Erima Dall said it would be “a shocking act of violence” for Turnbull to “force her to give birth, or leave her to some other fate” on Nauru.
Another woman who was also allegedly raped on Nauru is reported to have waited four hours for police assistance. These are the latest in a rising tide of allegations of sexual assault in Australia’s offshore immigration detention network.
The protestors reportedly occupied the Department of Immigration and Border Protection building for around 90 minutes, before police moved in and made arrests.
“About midday… police from Sydney City Local Area Command were called to a building on Lee Street, Sydney, following reports of a protest,” a spokesperson for New South Wales police told New Matilda.
“A number of people were directed to leave the building; 11 people failed to comply and were arrested.”

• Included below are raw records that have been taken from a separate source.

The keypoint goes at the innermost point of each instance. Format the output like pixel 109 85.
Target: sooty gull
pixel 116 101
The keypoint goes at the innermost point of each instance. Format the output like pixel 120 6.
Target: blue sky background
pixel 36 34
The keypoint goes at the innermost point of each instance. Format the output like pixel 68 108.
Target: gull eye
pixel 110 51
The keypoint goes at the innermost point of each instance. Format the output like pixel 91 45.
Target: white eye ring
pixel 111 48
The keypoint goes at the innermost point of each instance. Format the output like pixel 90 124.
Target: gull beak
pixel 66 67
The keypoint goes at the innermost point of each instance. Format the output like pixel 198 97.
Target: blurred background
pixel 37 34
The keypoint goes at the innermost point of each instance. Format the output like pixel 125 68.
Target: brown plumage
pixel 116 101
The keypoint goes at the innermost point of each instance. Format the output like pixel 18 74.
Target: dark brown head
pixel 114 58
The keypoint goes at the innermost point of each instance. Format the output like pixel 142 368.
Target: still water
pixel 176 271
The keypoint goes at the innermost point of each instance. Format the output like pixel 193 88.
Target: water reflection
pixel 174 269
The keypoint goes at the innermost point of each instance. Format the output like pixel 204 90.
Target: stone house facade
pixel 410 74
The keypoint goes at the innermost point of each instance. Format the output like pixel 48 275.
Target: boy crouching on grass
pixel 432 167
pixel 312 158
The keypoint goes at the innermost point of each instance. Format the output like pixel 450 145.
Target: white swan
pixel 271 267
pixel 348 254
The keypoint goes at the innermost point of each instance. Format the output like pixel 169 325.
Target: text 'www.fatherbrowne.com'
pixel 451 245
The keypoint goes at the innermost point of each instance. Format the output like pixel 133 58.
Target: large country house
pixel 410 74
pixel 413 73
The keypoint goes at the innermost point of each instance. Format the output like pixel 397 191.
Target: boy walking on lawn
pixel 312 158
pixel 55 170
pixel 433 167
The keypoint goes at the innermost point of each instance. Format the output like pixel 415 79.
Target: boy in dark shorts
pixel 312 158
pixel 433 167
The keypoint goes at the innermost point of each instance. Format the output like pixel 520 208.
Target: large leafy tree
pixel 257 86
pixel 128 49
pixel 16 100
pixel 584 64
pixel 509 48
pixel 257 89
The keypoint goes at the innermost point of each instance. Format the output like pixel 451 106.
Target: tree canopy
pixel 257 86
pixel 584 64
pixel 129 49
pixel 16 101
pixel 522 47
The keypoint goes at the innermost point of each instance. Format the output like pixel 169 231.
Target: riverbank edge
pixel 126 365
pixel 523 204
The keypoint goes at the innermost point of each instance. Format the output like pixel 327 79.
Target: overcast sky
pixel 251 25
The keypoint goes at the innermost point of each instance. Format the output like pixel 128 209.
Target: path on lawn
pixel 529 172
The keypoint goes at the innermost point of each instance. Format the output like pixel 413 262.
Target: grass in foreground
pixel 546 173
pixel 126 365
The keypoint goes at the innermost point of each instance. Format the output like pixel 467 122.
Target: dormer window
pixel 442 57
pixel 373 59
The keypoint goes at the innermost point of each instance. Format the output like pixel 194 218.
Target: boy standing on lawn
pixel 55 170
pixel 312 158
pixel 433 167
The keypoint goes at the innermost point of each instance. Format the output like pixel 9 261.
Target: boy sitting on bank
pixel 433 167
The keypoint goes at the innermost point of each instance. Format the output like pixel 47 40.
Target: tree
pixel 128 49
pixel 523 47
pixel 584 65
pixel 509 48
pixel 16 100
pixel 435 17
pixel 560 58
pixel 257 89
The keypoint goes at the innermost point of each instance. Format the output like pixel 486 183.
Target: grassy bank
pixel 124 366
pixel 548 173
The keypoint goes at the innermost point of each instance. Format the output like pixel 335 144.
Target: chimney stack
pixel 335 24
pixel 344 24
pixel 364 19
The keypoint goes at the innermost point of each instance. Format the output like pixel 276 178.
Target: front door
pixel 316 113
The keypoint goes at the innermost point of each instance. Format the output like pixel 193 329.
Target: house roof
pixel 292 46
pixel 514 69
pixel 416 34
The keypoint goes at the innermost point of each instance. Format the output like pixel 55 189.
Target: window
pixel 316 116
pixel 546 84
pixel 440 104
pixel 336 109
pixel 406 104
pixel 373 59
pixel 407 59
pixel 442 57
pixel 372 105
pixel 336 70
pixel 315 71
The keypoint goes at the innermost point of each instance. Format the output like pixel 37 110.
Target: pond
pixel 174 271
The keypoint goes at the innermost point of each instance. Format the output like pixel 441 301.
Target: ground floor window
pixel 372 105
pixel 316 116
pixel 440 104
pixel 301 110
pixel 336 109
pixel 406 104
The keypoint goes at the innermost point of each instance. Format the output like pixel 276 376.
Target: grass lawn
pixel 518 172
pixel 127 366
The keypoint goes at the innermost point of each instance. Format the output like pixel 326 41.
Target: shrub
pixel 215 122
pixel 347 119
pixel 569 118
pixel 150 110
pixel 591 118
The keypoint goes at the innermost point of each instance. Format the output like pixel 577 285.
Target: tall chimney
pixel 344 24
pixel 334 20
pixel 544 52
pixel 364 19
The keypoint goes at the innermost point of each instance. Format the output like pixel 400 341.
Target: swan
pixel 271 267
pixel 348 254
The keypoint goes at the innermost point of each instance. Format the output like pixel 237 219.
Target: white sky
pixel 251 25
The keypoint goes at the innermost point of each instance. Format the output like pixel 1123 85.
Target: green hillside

Marco Avena, one of the demonstrators who left after police issued protestors with a move on order, said the activists “entered the building and started chanting, then some staff decided to stop serving customers”.
“They started filming and eventually security and staff made them leave the building,” he said.
“After maybe five or ten minutes of them telling us [to leave]they closed the reception area that we had occupied.
“Slowly more police arrived out the front of the building until eventually we received a directive to leave, and then we were issued with a move on order.”
The concern expressed over the woman seeking an abortion, who has been identified by media as ‘Abyan’ (not her real name), follows significant movement this week around the conditions of asylum seekers held on Nauru.
On Sunday the Nauruan government announced that the detention facility would become an “open centre” the following day, meaning the people held there will be free to roam the island. Then on Monday, it announced it will process the 600 asylum seekers still held at the centre by the end of this week.
But Dall maintains that “offshore processing and so-called ‘re-settlement’ on Nauru will never be safe”.
“The constant rapes and attacks we have seen are not an accident – offshore processing is designed to be a horrible deterrent,” she said.
While details are still emerging about the exact changes to detention on Nauru, safety of asylum seekers in the community has been a major issue since people started to be released from closed detention.
Those found to be refugees and allowed into the community are not eligible to stay in Nauru permanently. Cambodia, which has agreed to take a number of refugees from Nauru, has facilitated the settlement of just four people since signing a Memorandum of Understanding — at a price of $55 million — with Australia in September 2014.
“As long as the Australian government continues to dump vulnerable people beyond the reach of justice, they will continue to be preyed upon,” Dall said.
Police said the 11 protestors arrested were taken to Day Street Police station in Darling Harbour.